Program Application Information

The call for proposals for the first cycle of the Route 66 Endometrial Cancer SPORE Career Enhancement Program will be posted in fall 2023, tentatively. For additional information, please contact Linda Odibo, RN, MN, SPORE Administrator ([email protected]).

SPORE CEP Overview

The goal of the Career Enhancement Program (CEP) is to recruit and support early career and established investigators in translational endometrial cancer research. The CEP builds upon existing productive collaborations between outstanding researchers with expertise in translational endometrial cancer at Washington University, University of New Mexico, and University of Oklahoma. We will further enhance these collaborations by providing funding support, didactic training, career development and mentoring to new investigators in the field.

The CEP will pursue the following specific aims:

1) Recruit and support the careers of investigators new to endometrial cancer research;

2) Mentor and advise faculty researchers in translational endometrial cancer research;

3) Foster collaborations with partner institutions and other endometrial SPORE institutions, and

4) Promote diverse, equitable, and inclusive participation in endometrial cancer research.

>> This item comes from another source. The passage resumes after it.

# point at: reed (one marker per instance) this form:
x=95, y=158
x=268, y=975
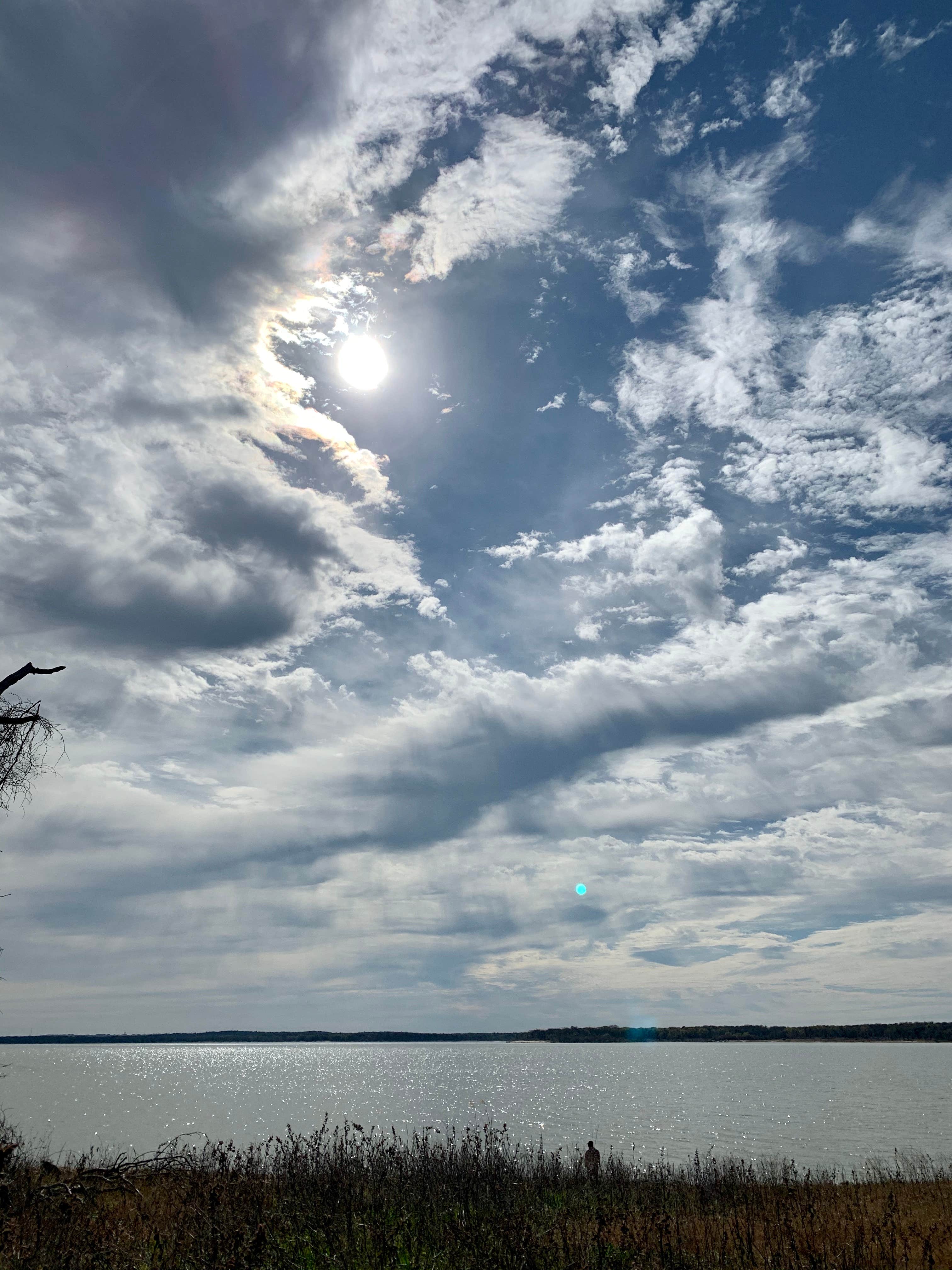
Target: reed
x=347, y=1198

Successful completion of these aims will support new investigators, improve our understanding of the spectrum of endometrial cancer, and develop new approaches for early detection, prevention, and treatment of this prevalent cancer. Our ultimate goal is to build a strong inclusive CEP program that mentors investigators to achieve successful careers in translational endometrial cancer research with the skills to develop an independent SPORE project and vibrant research careers.

Developmental Research Program (DRP)

Director: Kimberly Leslie, MD, University of New Mexico

Co-DirectorsDineo Khabele, MD and Kathleen Moore, MD, University of Oklahoma

Program Application Information

The call for proposals for the first cycle of the Route 66 Endometrial Cancer SPORE Developmental Research Program will be posted in fall 2023, tentatively. For additional information, please contact Linda Odibo, RN, MN, SPORE Administrator ([email protected]).

SPORE DRP Overview

The overall goals of the Route 66 Endometrial Cancer SPORE Developmental Research Program (DRP) are to support innovative, early-stage research in endometrial cancer, to develop pilot projects to the point of inclusion as full SPORE projects, to increase the number of investigators committed to endometrial cancer, and to diversify the workforce.

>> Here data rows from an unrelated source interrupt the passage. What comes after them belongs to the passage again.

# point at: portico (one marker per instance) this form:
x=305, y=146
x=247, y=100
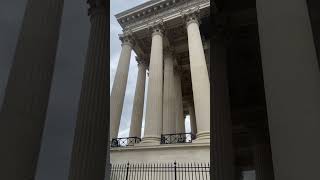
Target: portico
x=170, y=45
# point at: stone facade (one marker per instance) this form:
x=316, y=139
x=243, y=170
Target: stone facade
x=166, y=37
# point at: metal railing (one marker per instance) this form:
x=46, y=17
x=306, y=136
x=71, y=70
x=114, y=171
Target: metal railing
x=161, y=171
x=177, y=138
x=123, y=142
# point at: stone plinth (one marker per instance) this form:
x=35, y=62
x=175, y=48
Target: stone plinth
x=199, y=152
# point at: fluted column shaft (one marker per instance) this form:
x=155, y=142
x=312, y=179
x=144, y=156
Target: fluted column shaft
x=292, y=85
x=199, y=76
x=180, y=127
x=26, y=97
x=153, y=124
x=90, y=146
x=193, y=123
x=119, y=85
x=169, y=95
x=138, y=102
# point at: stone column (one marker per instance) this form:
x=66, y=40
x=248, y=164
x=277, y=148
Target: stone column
x=169, y=94
x=292, y=86
x=222, y=125
x=90, y=146
x=193, y=123
x=27, y=93
x=119, y=84
x=263, y=161
x=138, y=101
x=180, y=127
x=262, y=151
x=199, y=75
x=153, y=124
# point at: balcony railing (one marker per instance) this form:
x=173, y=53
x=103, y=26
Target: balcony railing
x=123, y=142
x=177, y=138
x=161, y=171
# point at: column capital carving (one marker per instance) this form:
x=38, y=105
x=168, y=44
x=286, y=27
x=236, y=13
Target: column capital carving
x=141, y=62
x=127, y=38
x=97, y=7
x=156, y=27
x=191, y=15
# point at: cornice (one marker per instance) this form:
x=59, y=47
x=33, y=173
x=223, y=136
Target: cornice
x=173, y=11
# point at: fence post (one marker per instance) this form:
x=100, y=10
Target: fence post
x=175, y=170
x=127, y=171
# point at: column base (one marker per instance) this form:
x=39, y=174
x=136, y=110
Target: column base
x=202, y=137
x=149, y=141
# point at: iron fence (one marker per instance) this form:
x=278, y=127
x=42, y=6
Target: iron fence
x=177, y=138
x=161, y=171
x=122, y=142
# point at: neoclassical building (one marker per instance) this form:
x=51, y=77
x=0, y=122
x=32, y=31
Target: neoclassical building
x=265, y=83
x=171, y=41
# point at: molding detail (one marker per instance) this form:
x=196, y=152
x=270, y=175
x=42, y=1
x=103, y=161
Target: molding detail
x=171, y=13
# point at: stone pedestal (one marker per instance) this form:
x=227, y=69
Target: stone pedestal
x=138, y=101
x=292, y=86
x=26, y=97
x=119, y=85
x=153, y=124
x=90, y=146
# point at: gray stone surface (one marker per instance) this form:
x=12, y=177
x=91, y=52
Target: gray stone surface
x=26, y=97
x=91, y=141
x=292, y=86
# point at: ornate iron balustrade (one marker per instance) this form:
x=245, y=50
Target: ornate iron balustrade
x=177, y=138
x=161, y=171
x=123, y=142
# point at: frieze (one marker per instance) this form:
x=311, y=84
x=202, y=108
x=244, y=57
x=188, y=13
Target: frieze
x=181, y=8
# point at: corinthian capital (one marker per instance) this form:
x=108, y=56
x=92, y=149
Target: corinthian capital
x=127, y=38
x=97, y=6
x=168, y=51
x=156, y=27
x=191, y=15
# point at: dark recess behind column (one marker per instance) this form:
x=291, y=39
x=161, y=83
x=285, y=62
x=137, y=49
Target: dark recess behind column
x=314, y=13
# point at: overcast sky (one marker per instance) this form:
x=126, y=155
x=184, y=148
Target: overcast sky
x=64, y=96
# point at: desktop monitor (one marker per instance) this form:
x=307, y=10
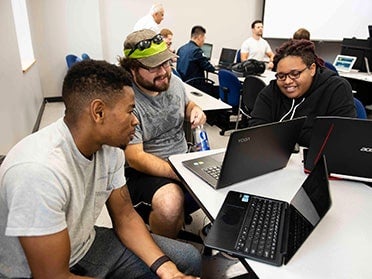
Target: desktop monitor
x=207, y=50
x=227, y=56
x=359, y=48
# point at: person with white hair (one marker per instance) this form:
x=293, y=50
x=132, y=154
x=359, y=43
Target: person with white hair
x=152, y=19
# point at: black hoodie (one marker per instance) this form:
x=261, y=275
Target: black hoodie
x=328, y=95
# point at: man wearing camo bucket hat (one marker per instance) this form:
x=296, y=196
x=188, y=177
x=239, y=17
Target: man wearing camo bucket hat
x=161, y=107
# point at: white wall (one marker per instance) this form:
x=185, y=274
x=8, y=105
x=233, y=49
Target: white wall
x=98, y=27
x=21, y=93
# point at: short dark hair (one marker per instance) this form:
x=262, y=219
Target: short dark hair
x=197, y=30
x=91, y=79
x=301, y=48
x=255, y=22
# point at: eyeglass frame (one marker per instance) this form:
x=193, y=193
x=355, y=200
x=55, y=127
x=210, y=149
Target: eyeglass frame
x=166, y=64
x=145, y=44
x=296, y=73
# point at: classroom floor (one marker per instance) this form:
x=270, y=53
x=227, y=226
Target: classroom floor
x=215, y=266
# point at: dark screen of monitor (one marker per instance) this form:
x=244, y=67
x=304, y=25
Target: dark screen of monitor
x=360, y=49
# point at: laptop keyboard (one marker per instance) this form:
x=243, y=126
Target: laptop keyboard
x=260, y=236
x=213, y=171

The DRP provides one- to two-year pilot funding for projects in basic, translational, clinical, epidemiologic, and cancer prevention and control research. The DRP is open to all three participating institutions in the SPORE: Washington University in St. Louis, University of Oklahoma, and University of New Mexico.

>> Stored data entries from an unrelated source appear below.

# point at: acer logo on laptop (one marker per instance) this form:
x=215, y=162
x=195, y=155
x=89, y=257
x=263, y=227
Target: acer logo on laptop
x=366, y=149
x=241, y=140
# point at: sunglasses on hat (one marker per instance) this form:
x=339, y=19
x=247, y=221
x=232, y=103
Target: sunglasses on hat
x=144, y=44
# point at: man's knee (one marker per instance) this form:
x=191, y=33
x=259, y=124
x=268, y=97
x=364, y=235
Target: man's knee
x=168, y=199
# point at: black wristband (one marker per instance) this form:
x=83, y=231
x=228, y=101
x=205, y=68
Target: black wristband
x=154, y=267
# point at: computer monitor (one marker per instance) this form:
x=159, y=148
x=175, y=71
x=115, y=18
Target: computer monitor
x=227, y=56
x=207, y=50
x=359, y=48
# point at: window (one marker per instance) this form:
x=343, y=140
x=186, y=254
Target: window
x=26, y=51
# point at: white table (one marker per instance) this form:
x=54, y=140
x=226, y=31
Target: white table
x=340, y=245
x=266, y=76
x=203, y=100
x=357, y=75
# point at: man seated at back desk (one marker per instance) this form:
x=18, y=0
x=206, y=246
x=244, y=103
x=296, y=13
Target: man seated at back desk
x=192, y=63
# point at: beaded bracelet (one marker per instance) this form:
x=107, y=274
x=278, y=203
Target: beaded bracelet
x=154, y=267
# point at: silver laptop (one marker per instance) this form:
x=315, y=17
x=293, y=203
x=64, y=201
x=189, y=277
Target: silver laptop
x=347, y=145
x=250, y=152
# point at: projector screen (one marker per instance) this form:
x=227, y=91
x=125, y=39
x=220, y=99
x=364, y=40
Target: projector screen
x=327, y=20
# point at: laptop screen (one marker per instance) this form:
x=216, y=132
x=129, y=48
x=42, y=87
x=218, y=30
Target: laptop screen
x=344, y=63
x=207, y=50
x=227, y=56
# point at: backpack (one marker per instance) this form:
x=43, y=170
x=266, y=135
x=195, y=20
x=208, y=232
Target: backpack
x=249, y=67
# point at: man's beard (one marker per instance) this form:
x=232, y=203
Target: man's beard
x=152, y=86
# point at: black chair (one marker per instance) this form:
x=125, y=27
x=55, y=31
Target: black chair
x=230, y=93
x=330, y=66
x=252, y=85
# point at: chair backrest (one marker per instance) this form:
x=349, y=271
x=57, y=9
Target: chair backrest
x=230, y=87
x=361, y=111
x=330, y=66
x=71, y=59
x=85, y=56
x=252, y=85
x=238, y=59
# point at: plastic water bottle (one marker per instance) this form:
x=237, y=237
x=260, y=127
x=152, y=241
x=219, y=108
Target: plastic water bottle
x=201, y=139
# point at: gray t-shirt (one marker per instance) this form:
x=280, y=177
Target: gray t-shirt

As a result of the DRP, bold new ideas in endometrial cancer research are funded at the pilot stage and developed to lead to new treatment or prevention strategies. We fully anticipate that one or more DRP projects will be elevated to full SPORE projects in the next funding period. Additionally, new investigators will leverage DRP support to develop their projects, obtain preliminary data, and secure external funding and thus establish their careers in endometrial cancer research. Finally, established investigators who are new to the field will apply their knowledge and expertise to the field of endometrial cancer.